When it comes to duration, "women don't breastfeed as long as we would like," said Gates.

She said between four to six months, the breastfeeding rates drop "significantly," following a common trend across Canada.

"We need to bump up our support, from a health-care standpoint," said Gates. "What do we need to do to help women breastfeed longer?"

This was a toolkit developed in 2015 by doctors, nurses and lactation consultants to try to boost the number of breastfeeding mothers in Newfoundland and Labrador. (CBC)

Health Canada recommends babies be exclusively breastfed for the first six months of life, and then sustained for up to two years alongside appropriate complementary nutrition.

"The mother's body actually has the ability to bump up proteins and antibodies, depending on the baby's needs at the time, and that changes through the course of the breastfeeding relationship.
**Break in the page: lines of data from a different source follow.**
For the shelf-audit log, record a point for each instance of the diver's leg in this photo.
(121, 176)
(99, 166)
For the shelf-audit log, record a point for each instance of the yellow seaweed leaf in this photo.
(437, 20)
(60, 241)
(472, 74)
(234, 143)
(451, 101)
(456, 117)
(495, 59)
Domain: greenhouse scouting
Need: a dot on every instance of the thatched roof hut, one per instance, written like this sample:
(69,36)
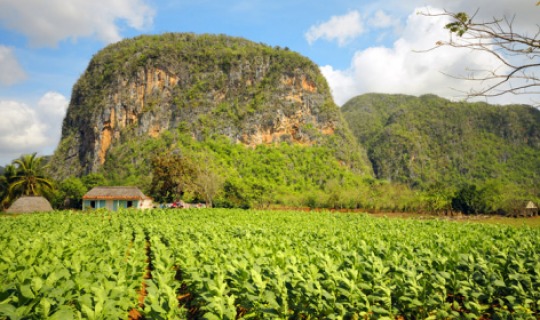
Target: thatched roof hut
(29,204)
(115,197)
(114,193)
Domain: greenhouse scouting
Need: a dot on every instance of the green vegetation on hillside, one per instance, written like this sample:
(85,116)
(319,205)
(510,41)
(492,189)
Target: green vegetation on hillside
(430,143)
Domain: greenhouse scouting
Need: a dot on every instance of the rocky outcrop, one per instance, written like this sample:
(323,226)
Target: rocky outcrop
(207,84)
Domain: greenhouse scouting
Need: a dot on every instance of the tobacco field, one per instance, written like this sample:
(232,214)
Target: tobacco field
(246,264)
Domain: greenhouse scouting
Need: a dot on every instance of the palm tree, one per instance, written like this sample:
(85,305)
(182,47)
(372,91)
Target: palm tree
(7,176)
(29,179)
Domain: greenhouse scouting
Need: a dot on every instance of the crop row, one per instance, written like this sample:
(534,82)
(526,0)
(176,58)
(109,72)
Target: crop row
(228,264)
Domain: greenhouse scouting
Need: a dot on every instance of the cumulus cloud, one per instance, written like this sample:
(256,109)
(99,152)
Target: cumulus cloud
(26,129)
(341,28)
(12,72)
(402,69)
(382,20)
(46,23)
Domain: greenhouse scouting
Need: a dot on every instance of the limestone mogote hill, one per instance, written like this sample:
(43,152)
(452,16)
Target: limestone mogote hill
(206,85)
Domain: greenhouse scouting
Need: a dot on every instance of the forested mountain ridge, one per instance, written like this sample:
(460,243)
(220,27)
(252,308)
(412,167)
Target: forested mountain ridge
(429,141)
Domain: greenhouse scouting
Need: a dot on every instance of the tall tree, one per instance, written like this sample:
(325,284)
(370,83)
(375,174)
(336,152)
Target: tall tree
(9,172)
(517,52)
(172,175)
(29,178)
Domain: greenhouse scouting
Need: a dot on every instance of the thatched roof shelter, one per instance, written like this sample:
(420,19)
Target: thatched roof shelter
(114,193)
(29,204)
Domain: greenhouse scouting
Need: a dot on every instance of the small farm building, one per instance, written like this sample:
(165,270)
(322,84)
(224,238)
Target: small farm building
(29,204)
(114,198)
(525,208)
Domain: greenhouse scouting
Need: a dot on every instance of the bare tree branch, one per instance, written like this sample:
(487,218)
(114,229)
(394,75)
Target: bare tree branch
(518,53)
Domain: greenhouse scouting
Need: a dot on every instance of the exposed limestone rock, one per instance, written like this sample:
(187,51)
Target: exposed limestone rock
(251,93)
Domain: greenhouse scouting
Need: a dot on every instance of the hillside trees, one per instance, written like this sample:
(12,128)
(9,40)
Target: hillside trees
(517,52)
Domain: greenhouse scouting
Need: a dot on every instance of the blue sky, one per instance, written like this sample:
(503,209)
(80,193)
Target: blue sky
(361,46)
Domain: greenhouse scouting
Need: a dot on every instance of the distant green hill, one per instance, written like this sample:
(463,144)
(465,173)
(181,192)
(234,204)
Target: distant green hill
(428,141)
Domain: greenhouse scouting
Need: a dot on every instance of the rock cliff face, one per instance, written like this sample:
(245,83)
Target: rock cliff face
(209,85)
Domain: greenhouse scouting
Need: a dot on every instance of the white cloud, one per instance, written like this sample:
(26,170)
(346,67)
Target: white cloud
(46,23)
(341,28)
(27,129)
(53,105)
(12,72)
(401,69)
(382,20)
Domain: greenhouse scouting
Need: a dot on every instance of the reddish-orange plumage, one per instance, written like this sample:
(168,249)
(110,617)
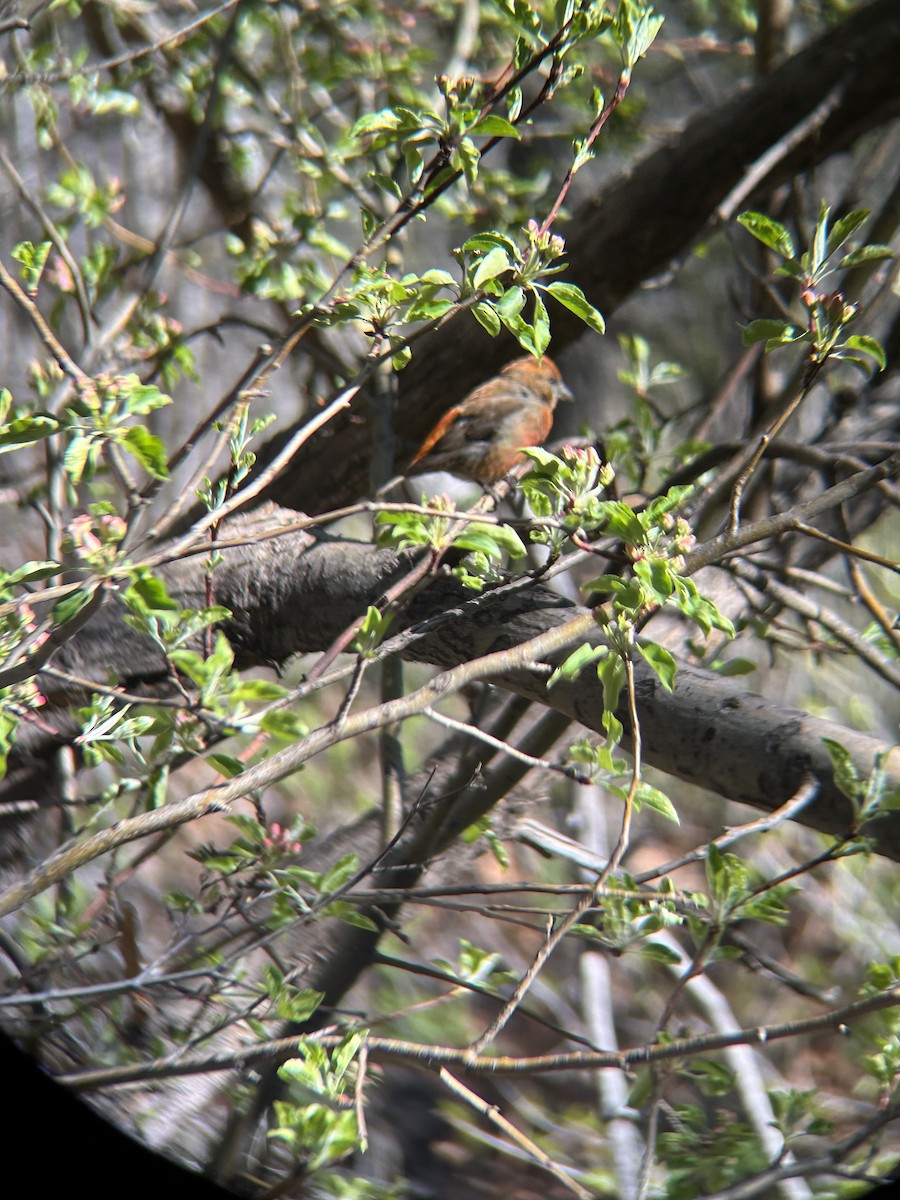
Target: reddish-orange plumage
(481,438)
Not at one point will breastmilk ever be the same. It changes, and that's pretty incredible," said Gates.

The Janeway Hospital in St. John's is now giving donated breastmilk to premature babies in its neonatal intensive unit, in order to provide optimal nutrition for the start of those babies' lives.

Formula vs. breastmilk

For women struggling to nurse, or uncomfortable with it altogether, Gates said providing them with information about all their options is essential.

"Information provides empowerment," she said.

She added that even if a woman chooses not to breastfeed, they should be supported.

"I think when women are supported, they shouldn't feel guilty. When they make an informed choice, there should not be any guilt associated with that," she said.

"The important thing is that you're thinking about it, and having that conversation."